While it is true that there are two possibilities for the other child, that doesn't mean that both of these events are equally probable. In this case, the event that the other child is a boy is twice more likely than the event that the other child is a girl. That is because it is twice more likely that the person has one boy and one girl than the event that the person has two girls. So the correct probability is \(\frac{1}{3}\). There's a really good write-up on this here. That piece is so good that I advise you to stop reading this and start reading that. But don't forget to come back to this when you're done!

I'm sure that everything up to this point was pretty boring to a lot of people. Both of the problems above are very well-known. But now I'm going to take it up a notch. Let's go!

"I have two children. One of them is a girl

who was born on a Friday. What is the probability that I have two girls?"

Wait a minute! How's this at all different from the second problem? What does Friday have to do with the probability?

Everything!

Do you remember the answer to the second problem? It was \(\frac{1}{3}\). Adding the 'Friday condition' shifts the answer and the new answer is now closer to \(\frac{1}{2}\) than it is to \(\frac{1}{3}\)!

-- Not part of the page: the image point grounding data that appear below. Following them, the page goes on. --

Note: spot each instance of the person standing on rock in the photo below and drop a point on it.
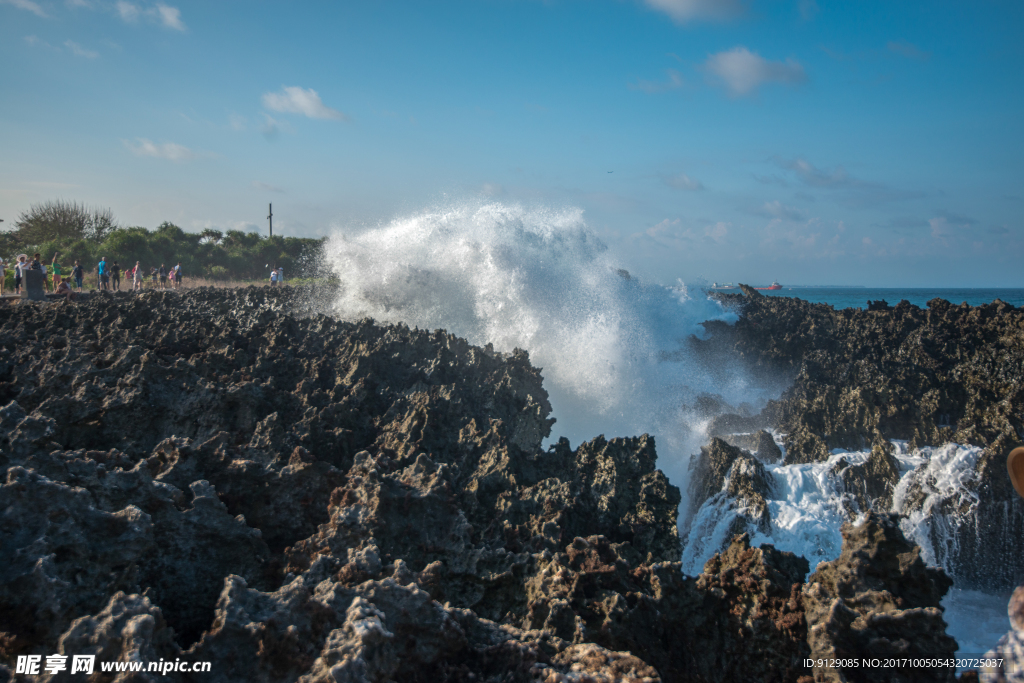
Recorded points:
(19, 267)
(101, 272)
(56, 271)
(79, 274)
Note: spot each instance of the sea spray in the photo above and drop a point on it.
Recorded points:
(809, 504)
(612, 348)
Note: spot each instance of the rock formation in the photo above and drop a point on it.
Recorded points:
(222, 476)
(860, 378)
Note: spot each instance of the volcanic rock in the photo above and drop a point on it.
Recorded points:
(877, 599)
(928, 377)
(226, 476)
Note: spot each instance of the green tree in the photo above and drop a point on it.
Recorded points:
(62, 221)
(210, 236)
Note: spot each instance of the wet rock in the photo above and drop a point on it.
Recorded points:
(760, 591)
(725, 470)
(760, 443)
(872, 483)
(939, 375)
(228, 476)
(877, 599)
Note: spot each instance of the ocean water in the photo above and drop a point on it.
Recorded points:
(857, 297)
(613, 355)
(611, 347)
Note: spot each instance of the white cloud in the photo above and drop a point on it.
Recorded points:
(688, 10)
(170, 151)
(80, 51)
(778, 210)
(128, 11)
(170, 16)
(743, 72)
(270, 127)
(683, 181)
(293, 99)
(718, 232)
(818, 177)
(27, 5)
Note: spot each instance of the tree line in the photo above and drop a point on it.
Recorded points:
(85, 235)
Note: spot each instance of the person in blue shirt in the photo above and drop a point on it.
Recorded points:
(103, 278)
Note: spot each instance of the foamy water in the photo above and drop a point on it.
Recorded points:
(614, 361)
(538, 279)
(808, 505)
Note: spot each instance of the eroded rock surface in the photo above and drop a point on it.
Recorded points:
(214, 476)
(945, 374)
(878, 599)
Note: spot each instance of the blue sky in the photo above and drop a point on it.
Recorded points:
(811, 141)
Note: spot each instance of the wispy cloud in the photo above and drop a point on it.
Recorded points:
(673, 81)
(266, 187)
(742, 72)
(128, 11)
(683, 181)
(689, 10)
(778, 210)
(27, 5)
(293, 99)
(161, 13)
(80, 51)
(270, 127)
(169, 151)
(817, 177)
(718, 232)
(170, 16)
(856, 190)
(908, 50)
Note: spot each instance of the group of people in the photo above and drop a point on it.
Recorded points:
(163, 278)
(108, 275)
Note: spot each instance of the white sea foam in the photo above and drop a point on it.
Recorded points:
(538, 279)
(809, 505)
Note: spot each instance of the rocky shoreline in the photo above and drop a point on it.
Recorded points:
(222, 476)
(862, 378)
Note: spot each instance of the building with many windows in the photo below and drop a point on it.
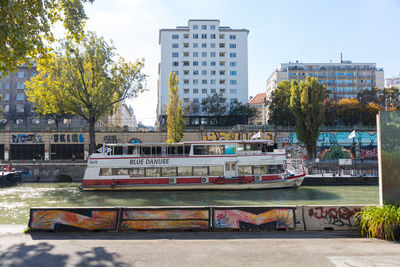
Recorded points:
(208, 59)
(343, 80)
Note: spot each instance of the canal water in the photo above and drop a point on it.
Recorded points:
(16, 201)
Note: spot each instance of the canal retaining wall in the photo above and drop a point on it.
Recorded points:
(203, 218)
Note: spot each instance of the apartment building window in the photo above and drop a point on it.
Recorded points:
(20, 85)
(19, 108)
(20, 96)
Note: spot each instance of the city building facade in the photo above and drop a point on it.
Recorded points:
(259, 102)
(343, 80)
(208, 59)
(392, 82)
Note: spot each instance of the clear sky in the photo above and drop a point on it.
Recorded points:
(280, 31)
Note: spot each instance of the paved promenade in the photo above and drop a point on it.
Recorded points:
(194, 249)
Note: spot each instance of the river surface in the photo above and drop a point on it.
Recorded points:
(16, 201)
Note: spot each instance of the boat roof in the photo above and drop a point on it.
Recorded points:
(221, 142)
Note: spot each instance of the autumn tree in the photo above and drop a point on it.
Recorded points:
(25, 28)
(175, 121)
(307, 107)
(88, 78)
(279, 112)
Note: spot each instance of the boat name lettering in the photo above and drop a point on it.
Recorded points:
(148, 161)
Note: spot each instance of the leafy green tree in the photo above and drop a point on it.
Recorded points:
(306, 105)
(279, 112)
(88, 78)
(240, 113)
(25, 28)
(175, 121)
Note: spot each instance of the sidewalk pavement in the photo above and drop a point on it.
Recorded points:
(328, 248)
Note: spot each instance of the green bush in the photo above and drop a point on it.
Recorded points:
(380, 222)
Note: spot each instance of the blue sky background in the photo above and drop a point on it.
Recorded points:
(280, 31)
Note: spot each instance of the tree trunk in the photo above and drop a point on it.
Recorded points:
(92, 136)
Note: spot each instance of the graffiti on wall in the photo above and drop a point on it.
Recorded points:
(68, 138)
(110, 139)
(164, 219)
(26, 138)
(74, 219)
(334, 216)
(259, 218)
(218, 135)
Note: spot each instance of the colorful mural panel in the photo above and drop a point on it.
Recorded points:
(389, 125)
(253, 218)
(74, 219)
(165, 219)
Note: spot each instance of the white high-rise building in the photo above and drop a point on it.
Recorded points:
(208, 59)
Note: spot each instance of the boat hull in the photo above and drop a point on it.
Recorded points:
(114, 184)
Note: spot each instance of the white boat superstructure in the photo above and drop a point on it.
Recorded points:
(233, 164)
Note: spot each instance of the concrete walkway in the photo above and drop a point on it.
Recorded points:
(194, 249)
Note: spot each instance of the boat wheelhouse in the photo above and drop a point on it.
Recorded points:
(233, 164)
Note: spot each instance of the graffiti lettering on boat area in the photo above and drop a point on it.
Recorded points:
(134, 141)
(335, 216)
(148, 161)
(216, 135)
(110, 139)
(165, 219)
(73, 219)
(68, 138)
(259, 218)
(26, 138)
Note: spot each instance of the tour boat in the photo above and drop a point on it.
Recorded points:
(225, 165)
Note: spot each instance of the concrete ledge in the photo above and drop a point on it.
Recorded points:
(209, 218)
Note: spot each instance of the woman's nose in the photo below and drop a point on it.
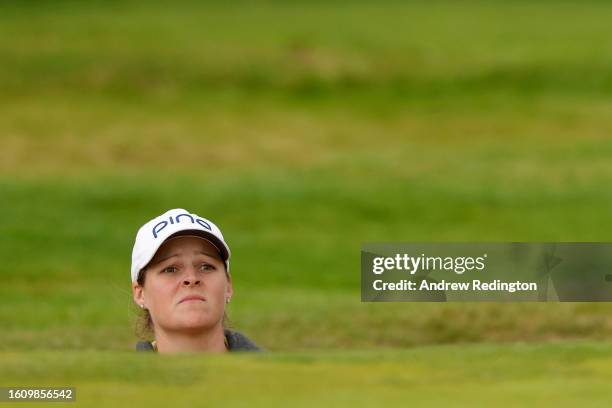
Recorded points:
(191, 279)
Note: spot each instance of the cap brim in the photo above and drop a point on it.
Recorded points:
(221, 248)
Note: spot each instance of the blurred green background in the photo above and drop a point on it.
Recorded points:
(303, 130)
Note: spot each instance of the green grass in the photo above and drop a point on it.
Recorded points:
(563, 375)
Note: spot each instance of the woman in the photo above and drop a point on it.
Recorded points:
(181, 280)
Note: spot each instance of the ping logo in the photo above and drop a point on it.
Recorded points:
(177, 219)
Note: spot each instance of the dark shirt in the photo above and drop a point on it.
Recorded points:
(235, 341)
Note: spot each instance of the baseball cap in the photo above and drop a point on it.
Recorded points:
(172, 223)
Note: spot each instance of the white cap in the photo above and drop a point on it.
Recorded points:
(174, 222)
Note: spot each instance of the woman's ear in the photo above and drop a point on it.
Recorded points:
(138, 294)
(229, 290)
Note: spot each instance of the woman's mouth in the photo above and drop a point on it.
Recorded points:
(191, 298)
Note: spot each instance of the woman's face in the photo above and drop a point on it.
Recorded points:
(186, 286)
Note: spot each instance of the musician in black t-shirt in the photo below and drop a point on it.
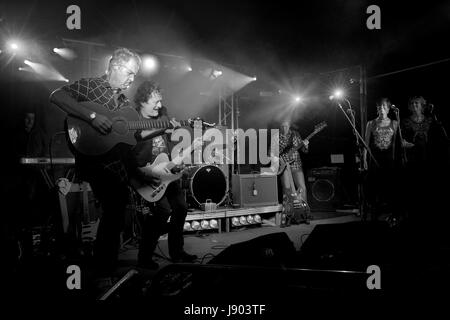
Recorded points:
(154, 216)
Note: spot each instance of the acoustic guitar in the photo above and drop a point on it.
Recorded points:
(89, 141)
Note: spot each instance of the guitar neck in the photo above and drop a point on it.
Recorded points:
(153, 124)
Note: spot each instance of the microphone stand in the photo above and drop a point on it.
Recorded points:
(361, 146)
(443, 132)
(397, 115)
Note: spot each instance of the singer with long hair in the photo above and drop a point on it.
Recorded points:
(416, 133)
(420, 134)
(382, 137)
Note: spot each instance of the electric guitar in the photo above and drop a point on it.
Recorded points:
(89, 141)
(165, 170)
(295, 209)
(317, 128)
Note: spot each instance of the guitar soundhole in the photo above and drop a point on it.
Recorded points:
(74, 134)
(120, 126)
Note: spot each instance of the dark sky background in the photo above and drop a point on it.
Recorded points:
(286, 44)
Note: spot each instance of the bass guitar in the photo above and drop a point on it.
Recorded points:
(317, 128)
(295, 209)
(88, 141)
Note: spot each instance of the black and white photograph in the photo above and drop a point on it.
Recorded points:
(224, 159)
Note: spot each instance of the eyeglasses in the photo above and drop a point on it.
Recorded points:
(130, 72)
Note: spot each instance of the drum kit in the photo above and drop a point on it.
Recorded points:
(207, 182)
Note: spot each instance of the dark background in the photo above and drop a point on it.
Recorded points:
(293, 46)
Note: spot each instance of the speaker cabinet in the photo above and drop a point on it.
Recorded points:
(251, 190)
(324, 188)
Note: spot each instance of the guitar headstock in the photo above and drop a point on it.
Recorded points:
(320, 126)
(198, 123)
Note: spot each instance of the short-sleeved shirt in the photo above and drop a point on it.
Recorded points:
(99, 90)
(290, 141)
(382, 143)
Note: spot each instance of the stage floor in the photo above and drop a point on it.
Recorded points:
(206, 245)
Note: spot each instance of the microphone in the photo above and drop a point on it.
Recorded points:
(350, 111)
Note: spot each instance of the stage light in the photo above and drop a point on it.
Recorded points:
(13, 46)
(187, 226)
(215, 74)
(338, 93)
(213, 224)
(150, 64)
(204, 224)
(195, 225)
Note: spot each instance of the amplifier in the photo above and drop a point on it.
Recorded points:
(251, 190)
(324, 188)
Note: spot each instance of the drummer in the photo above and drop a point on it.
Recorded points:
(148, 100)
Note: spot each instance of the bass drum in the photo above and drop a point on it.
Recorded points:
(206, 182)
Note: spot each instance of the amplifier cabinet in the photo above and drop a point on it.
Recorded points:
(250, 190)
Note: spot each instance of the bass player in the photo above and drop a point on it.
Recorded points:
(290, 140)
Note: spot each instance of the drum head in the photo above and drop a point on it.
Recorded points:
(208, 182)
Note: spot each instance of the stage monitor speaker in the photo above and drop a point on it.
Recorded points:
(324, 188)
(251, 190)
(269, 250)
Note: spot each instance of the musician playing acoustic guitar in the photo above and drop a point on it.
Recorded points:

Now this is the time I tell you stop reading and start thinking about the problem. It's a lot more fun than just reading the answer.

Congratulations to those who have resisted the urge to read on and gave the problem some thought!

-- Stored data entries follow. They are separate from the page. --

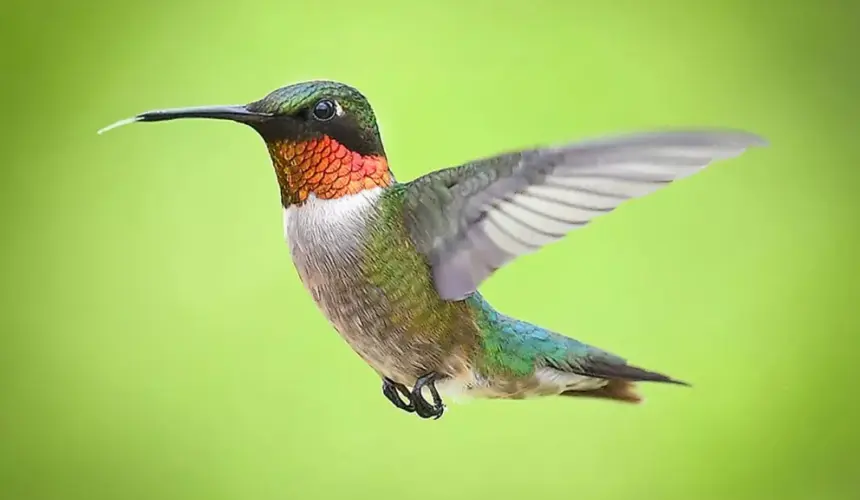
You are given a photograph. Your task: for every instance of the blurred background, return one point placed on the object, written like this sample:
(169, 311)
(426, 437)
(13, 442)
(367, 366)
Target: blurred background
(156, 341)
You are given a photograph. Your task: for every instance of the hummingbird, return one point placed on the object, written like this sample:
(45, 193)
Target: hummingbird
(395, 267)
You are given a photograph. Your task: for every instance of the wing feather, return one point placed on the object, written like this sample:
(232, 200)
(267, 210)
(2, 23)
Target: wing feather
(473, 219)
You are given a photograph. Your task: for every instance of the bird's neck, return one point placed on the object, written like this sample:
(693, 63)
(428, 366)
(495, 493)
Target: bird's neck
(324, 168)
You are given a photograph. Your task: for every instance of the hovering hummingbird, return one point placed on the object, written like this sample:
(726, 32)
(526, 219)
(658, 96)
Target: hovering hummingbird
(395, 267)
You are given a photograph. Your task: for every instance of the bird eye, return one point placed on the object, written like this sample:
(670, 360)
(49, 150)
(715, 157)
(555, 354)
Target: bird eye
(324, 110)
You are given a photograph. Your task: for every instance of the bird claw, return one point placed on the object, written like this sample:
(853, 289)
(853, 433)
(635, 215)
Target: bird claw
(415, 402)
(422, 407)
(392, 390)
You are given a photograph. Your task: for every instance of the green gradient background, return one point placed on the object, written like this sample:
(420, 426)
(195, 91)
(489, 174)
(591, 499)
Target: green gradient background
(157, 344)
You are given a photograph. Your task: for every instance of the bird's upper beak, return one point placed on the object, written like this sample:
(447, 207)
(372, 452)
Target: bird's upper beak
(236, 113)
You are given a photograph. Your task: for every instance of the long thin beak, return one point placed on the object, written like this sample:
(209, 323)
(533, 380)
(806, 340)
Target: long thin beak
(237, 113)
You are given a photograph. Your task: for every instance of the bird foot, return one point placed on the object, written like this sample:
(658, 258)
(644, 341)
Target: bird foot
(392, 390)
(422, 407)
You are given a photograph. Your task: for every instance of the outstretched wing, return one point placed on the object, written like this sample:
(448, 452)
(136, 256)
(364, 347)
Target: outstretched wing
(473, 219)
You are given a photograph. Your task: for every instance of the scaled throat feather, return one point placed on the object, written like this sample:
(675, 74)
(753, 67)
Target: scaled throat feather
(325, 168)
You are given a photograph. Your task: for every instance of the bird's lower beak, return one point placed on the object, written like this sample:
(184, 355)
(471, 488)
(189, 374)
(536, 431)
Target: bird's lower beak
(238, 113)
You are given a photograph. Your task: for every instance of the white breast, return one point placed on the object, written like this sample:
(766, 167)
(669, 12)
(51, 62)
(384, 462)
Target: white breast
(318, 223)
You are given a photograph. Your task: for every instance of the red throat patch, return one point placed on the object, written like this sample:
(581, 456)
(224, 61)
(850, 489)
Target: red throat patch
(325, 168)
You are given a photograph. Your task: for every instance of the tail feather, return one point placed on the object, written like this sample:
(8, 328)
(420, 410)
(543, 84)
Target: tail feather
(617, 390)
(622, 380)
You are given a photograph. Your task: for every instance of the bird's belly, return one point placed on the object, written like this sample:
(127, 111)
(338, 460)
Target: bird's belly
(393, 326)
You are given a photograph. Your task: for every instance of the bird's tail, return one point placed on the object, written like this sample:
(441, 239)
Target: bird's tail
(622, 380)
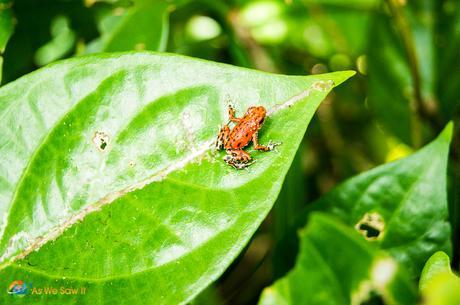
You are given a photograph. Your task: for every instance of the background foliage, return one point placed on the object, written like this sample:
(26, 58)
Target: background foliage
(407, 89)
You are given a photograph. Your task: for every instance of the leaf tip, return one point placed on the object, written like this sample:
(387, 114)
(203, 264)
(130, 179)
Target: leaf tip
(447, 132)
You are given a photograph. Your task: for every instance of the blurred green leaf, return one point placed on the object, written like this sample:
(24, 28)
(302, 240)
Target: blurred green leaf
(6, 28)
(108, 182)
(402, 66)
(144, 26)
(404, 203)
(438, 285)
(61, 44)
(337, 267)
(448, 40)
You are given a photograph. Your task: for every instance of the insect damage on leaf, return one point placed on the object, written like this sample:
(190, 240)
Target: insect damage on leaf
(101, 140)
(371, 226)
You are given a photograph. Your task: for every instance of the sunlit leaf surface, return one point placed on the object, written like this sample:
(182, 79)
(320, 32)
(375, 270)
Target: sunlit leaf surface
(402, 206)
(337, 267)
(107, 180)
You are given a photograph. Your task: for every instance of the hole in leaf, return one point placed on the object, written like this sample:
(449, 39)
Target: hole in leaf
(101, 140)
(371, 226)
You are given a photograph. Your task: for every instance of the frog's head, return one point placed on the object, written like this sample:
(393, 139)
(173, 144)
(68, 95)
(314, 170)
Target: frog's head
(257, 113)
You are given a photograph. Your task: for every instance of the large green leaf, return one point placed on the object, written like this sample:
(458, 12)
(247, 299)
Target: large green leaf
(404, 203)
(151, 214)
(337, 267)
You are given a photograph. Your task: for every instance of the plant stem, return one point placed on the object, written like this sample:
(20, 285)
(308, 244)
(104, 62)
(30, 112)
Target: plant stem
(417, 106)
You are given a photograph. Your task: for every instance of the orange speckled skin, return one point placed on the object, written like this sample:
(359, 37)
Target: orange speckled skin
(241, 135)
(245, 131)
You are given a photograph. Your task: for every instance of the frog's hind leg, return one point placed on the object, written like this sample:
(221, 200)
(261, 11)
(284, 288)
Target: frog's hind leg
(223, 137)
(271, 145)
(237, 158)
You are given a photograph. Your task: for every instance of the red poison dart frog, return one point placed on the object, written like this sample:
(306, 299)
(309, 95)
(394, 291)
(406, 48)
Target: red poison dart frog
(245, 131)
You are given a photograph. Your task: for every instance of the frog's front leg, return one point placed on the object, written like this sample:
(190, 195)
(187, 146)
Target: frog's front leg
(271, 145)
(231, 114)
(223, 137)
(238, 158)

So the answer is actually \(\frac{13}{27}\). The solution itself isn't really that hard. There are two cases to consider.

\(\text{Case 1}\): *when the older child is a girl born on a Friday*

There are \(14\) different events for the younger child [a boy born on any day of the week + a girl born on any day of the week] and all of these are equally likely. We're only interested in the events where both the children are girls. There are \(7\) of these.

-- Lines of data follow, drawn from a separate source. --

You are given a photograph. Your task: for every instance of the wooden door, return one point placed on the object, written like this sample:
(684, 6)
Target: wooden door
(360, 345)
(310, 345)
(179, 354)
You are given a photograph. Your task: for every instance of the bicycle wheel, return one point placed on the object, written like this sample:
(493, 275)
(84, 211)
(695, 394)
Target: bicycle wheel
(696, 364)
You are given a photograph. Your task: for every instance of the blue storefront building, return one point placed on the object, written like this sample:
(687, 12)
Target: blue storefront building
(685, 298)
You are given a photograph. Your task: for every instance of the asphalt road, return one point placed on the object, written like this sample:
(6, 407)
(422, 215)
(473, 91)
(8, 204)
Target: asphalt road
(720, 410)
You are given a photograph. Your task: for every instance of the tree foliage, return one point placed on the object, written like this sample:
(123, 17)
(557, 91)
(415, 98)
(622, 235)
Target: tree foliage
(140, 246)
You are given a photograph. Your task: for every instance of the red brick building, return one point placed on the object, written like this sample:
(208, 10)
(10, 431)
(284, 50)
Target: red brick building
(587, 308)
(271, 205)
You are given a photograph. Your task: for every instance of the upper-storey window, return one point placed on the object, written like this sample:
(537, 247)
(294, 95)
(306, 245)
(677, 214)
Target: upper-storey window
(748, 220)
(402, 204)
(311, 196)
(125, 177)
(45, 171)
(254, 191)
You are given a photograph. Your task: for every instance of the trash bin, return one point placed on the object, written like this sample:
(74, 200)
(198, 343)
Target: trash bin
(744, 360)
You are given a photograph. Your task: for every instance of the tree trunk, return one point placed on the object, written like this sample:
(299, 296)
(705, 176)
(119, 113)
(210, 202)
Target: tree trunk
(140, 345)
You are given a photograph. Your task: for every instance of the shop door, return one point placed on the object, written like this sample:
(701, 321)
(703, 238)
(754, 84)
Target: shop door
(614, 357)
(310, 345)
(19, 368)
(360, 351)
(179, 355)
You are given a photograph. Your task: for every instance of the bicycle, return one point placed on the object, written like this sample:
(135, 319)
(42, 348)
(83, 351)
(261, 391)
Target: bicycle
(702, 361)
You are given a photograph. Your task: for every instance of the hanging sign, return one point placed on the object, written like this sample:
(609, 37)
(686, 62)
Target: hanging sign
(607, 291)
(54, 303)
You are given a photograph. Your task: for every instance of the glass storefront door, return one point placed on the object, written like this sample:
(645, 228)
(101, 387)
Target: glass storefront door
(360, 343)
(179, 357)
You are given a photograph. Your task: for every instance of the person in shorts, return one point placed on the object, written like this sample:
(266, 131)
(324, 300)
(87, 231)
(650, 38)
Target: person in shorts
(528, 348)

\(\text{Case 2}\): *when the younger child is a girl born on a Friday*

There are actually \(13\) different events now [not \(14\) since the event of (older sister born on a Friday + younger sister born on a Friday) was already counted in case \(1\). We don't want to count that twice.]. And out of these we're interested in the ones where both of the children are girls. There are \(6\) of these.

So, \[\text{the probability that both of the children are girls}=\dfrac{7+6}{14+13}=\dfrac{13}{27}\]

Simple, right?

If you're a little bit confused, don't worry. Take a piece of paper and a pen and go through the cases by yourself. You'll eventually figure it out.

The most interesting thing about this problem is that it's incredibly non-intuitive. Why on earth does the 'Friday condition' change the probability? Even if you don't say it loud, your children have to born on one day or another, right? So, why does saying it out loud change the probability? Well, because of the counter-intuitive nature of this problem, this note is going into my 'Counter-intuitive!' set. I'm going add some more stuff to it soon.

Until then!

Note: Throughout the entire note, we have disregarded the possibility of twins.

The picture was taken from here. It adds a nice touch to the post, don't you think? :)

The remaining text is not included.